I’m CSPC missions partner Kevin Humble. For the past three decades, my wife Leilani and I have been working to bring the Gospel to unengaged people groups. We’re currently doing that in Southwest Sulawesi, Indonesia. The idea of two steps forward, one step back is something everyone can relate to, and that’s sort of what ministry is like for us sometimes. Let me give you an example. The way our ministry works, our access into villages where the Gospel’s never been heard comes through teams of workers, or ‘guests’. So a church will send us a team and we train that team to just live out loud their love and passion for God, then we take them into villages where foreigners have never been; where the Gospel’s never been preached. If the guests are able to find people who are open spiritually, it’s Leilani’s and my job to follow up with discipleship. Well, over the last two years, during the COVID crisis, things shut down. We had basically no new guests and we’ve not really been able to get to the villages to do the discipleship. But we thought we were seeing one exception. It appeared the Gospel had started to break loose during the pandemic among a group called the Bajo people. The Jesus Film from the 1970s got translated into the Bajo language –our daughter helped with that- and the people got excited about it. So we were thinking ‘This is going to pop. We’re going to see God’s Kingdom come to the Bajo people. We’re going to see Jesus build His church.’ A key person in all this was a Bajo man who’d had a diving accident and was paralyzed from the waist down. Our guest –our missionary worker in the village- came alongside and prayed for him, and within two days he was walking. An instant miracle! So this man became her person of access. He was not yet a believer, but was apparently getting there and was introducing her to the whole village. Leilani and I decided to go to the village for follow-up. But thanks to a series of boating mishaps, we were never able to make it. So our missionary worker ended up in the village by herself, and this is where the heart of the story really unfolds.
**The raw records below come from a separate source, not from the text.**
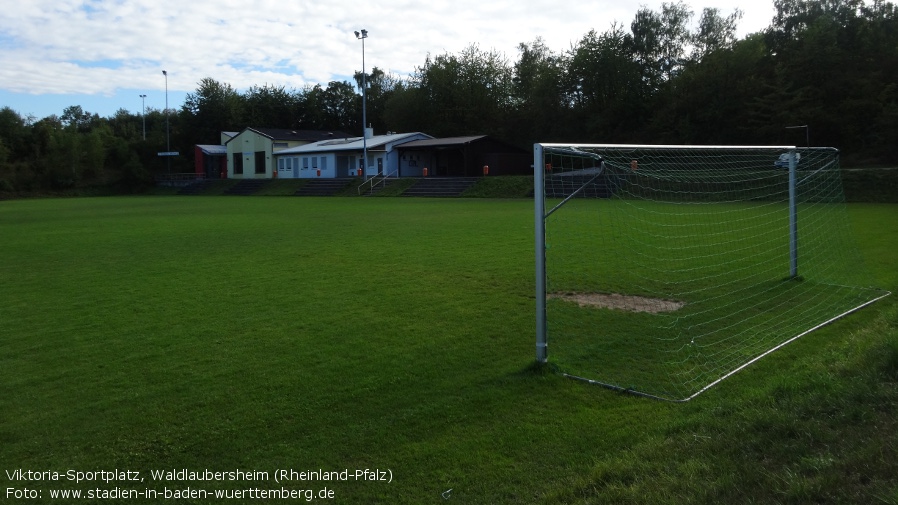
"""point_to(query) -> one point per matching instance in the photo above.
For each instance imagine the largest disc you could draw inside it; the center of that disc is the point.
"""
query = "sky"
(103, 54)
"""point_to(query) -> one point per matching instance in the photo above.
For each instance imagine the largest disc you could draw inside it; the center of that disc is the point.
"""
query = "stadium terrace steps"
(440, 186)
(247, 187)
(324, 187)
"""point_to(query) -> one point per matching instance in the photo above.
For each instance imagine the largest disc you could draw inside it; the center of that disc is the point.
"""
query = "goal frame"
(540, 215)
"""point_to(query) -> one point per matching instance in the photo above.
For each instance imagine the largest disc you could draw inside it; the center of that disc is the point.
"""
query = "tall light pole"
(364, 35)
(167, 136)
(143, 114)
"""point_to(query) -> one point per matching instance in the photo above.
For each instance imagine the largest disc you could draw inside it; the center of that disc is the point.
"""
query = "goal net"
(664, 269)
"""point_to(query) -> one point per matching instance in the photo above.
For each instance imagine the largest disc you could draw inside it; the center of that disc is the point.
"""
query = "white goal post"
(712, 230)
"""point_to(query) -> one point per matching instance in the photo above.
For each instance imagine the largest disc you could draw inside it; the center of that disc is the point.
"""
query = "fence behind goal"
(664, 269)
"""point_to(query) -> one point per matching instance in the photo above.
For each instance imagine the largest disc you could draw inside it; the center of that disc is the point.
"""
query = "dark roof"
(287, 134)
(443, 142)
(213, 149)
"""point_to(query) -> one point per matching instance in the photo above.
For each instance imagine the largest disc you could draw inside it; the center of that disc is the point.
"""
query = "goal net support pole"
(542, 354)
(793, 216)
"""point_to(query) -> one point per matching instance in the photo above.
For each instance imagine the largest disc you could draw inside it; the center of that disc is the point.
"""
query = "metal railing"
(374, 181)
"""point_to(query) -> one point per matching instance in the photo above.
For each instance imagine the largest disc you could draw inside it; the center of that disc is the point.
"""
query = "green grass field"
(225, 333)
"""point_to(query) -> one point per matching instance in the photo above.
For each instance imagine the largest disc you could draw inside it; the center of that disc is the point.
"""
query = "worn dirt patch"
(620, 302)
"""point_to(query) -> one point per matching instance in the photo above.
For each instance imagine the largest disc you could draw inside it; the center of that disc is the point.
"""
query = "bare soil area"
(620, 302)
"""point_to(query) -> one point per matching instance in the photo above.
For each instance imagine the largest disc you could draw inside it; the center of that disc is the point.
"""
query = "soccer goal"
(663, 270)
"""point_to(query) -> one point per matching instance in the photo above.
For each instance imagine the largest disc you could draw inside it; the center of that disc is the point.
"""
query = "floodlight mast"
(143, 114)
(167, 130)
(362, 36)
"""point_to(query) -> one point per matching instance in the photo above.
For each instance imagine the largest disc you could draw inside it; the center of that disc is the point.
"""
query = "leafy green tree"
(270, 106)
(380, 89)
(214, 107)
(540, 107)
(714, 33)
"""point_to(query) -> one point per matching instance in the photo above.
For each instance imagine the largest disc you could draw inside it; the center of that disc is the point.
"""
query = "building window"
(260, 162)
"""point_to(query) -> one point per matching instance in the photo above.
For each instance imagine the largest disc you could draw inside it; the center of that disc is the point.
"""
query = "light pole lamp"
(143, 114)
(362, 36)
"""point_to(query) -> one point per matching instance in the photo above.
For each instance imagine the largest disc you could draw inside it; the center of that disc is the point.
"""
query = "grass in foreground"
(224, 333)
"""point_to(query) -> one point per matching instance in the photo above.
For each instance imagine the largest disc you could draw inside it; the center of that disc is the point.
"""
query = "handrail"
(373, 184)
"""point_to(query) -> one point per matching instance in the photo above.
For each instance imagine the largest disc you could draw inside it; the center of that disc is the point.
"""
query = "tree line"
(828, 67)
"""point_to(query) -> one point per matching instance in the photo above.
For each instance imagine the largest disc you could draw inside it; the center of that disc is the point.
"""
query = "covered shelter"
(469, 156)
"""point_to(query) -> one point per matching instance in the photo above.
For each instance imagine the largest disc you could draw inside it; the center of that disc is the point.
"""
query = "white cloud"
(99, 46)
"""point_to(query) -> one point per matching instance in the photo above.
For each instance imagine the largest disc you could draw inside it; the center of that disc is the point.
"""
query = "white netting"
(703, 231)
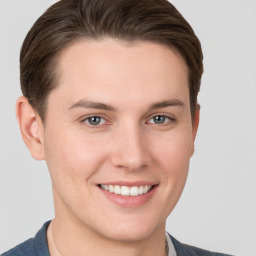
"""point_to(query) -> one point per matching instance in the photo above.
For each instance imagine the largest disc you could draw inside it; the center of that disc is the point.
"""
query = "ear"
(31, 127)
(195, 124)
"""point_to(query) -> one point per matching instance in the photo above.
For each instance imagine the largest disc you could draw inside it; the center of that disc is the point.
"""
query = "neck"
(70, 239)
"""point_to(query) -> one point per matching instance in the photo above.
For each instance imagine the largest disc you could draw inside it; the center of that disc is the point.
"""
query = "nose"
(131, 150)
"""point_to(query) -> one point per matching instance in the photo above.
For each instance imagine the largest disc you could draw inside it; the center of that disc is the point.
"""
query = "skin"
(126, 146)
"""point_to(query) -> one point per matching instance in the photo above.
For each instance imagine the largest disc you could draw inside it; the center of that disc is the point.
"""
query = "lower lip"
(129, 201)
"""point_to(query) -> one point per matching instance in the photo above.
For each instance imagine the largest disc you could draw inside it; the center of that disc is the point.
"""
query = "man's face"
(118, 122)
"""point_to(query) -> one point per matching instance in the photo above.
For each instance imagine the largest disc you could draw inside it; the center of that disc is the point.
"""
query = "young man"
(110, 103)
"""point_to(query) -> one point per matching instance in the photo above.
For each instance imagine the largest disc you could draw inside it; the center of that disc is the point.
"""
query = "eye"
(160, 119)
(94, 120)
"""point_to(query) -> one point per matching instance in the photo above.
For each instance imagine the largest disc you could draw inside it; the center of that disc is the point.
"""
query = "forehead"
(110, 67)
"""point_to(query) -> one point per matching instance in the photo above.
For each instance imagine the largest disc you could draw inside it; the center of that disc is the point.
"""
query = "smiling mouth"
(127, 191)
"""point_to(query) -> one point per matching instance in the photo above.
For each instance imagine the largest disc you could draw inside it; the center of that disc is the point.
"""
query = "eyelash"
(167, 119)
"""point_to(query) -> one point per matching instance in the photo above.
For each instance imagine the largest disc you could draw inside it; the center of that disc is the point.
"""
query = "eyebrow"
(98, 105)
(92, 104)
(167, 103)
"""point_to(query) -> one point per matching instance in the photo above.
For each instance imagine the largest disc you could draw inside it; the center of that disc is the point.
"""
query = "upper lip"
(129, 184)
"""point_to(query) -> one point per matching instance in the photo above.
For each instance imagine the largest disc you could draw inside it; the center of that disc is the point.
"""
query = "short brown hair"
(129, 20)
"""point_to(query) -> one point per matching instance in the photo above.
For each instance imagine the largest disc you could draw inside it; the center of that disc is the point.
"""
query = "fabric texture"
(37, 246)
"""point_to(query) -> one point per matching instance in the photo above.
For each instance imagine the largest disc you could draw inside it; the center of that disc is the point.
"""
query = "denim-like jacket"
(37, 246)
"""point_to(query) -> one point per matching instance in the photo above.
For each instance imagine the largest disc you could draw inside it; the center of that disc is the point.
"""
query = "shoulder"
(36, 246)
(188, 250)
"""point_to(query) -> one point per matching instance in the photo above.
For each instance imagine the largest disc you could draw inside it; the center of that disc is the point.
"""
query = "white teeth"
(127, 191)
(141, 190)
(134, 191)
(111, 188)
(117, 190)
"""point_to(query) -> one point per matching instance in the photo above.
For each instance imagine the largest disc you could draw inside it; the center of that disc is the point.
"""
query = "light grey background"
(218, 208)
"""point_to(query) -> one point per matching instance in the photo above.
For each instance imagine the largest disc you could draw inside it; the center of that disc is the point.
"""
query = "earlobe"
(31, 128)
(195, 124)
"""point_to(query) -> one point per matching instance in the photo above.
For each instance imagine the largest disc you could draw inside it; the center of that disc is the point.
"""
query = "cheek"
(72, 158)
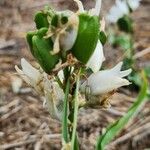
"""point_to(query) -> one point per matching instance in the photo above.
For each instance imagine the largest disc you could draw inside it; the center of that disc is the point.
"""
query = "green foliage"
(116, 127)
(41, 20)
(125, 24)
(74, 140)
(41, 51)
(65, 114)
(102, 37)
(88, 34)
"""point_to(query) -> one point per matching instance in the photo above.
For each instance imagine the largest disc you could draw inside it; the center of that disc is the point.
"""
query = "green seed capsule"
(42, 48)
(41, 32)
(102, 37)
(87, 38)
(29, 40)
(41, 20)
(125, 24)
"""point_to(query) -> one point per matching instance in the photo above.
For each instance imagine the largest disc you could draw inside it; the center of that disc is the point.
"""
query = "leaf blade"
(116, 127)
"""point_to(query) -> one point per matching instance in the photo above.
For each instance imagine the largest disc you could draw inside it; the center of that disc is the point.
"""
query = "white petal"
(54, 99)
(125, 73)
(97, 58)
(106, 81)
(117, 11)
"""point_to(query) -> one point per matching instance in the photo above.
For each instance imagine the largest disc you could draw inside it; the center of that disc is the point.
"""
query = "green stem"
(76, 106)
(65, 114)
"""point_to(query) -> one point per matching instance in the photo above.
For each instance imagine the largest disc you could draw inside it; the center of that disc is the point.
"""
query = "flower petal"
(97, 58)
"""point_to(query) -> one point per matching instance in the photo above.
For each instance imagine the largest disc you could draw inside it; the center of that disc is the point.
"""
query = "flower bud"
(87, 38)
(42, 48)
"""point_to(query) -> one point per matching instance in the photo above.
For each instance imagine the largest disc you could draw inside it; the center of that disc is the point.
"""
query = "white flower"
(106, 81)
(133, 4)
(54, 96)
(93, 12)
(117, 11)
(97, 58)
(31, 75)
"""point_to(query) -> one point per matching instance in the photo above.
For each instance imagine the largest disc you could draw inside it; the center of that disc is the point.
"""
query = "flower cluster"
(121, 8)
(64, 42)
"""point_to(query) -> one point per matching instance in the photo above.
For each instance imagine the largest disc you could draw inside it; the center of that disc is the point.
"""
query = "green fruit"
(102, 37)
(42, 48)
(29, 40)
(41, 32)
(125, 24)
(41, 20)
(87, 38)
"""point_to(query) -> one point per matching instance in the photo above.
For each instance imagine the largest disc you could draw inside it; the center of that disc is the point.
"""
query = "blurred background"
(24, 123)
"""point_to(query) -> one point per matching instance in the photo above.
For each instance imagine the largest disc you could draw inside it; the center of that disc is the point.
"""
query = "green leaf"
(41, 20)
(42, 48)
(125, 24)
(76, 106)
(29, 40)
(102, 37)
(65, 114)
(42, 32)
(116, 127)
(87, 38)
The main person of access ended up dying after drinking something unhealthy for his system at a large wedding. So our worker was now left with one Bajo believer on this island- a woman. The woman’s husband wasn’t a believer yet, but he was starting to set the Psalms to Bajo tunes, so our worker continued to work with this woman and her husband. During this time, our worker’s mother died of COVID. She wanted to fly home, of course- her mother lived a long way away. But she had to test for COVID herself in order to travel, and she came up positive. It was just a crushing blow- she couldn’t go home to mourn with her family. In that time, we heard that the husband of the woman who was the lone believer on the island had died. Our worker went to his funeral and was able to play some of his psalms, and that’s where things stand now. We don’t know just where the narrative will go from here. This isn’t one of those feel-good missionary stories, but it gives you a picture of what we’re really up against as we hope to see God’s Kingdom come to a people group that, as far as we know, has never had the Gospel. Today we do have around 40 Bajo believers. That’s pretty amazing, but there’s no breakthrough yet like we thought we would see: no church started, no disciples multiplying. The enemy has had these people in his grip for as long as we know, and he doesn’t want to let go of them.
Please pray that we connect deeply with unreached and unengaged people groups in our province. Pray that we’d see God’s Kingdom come to these groups. We know He has more than just 40 people here, and He wants them worshipping at the throne.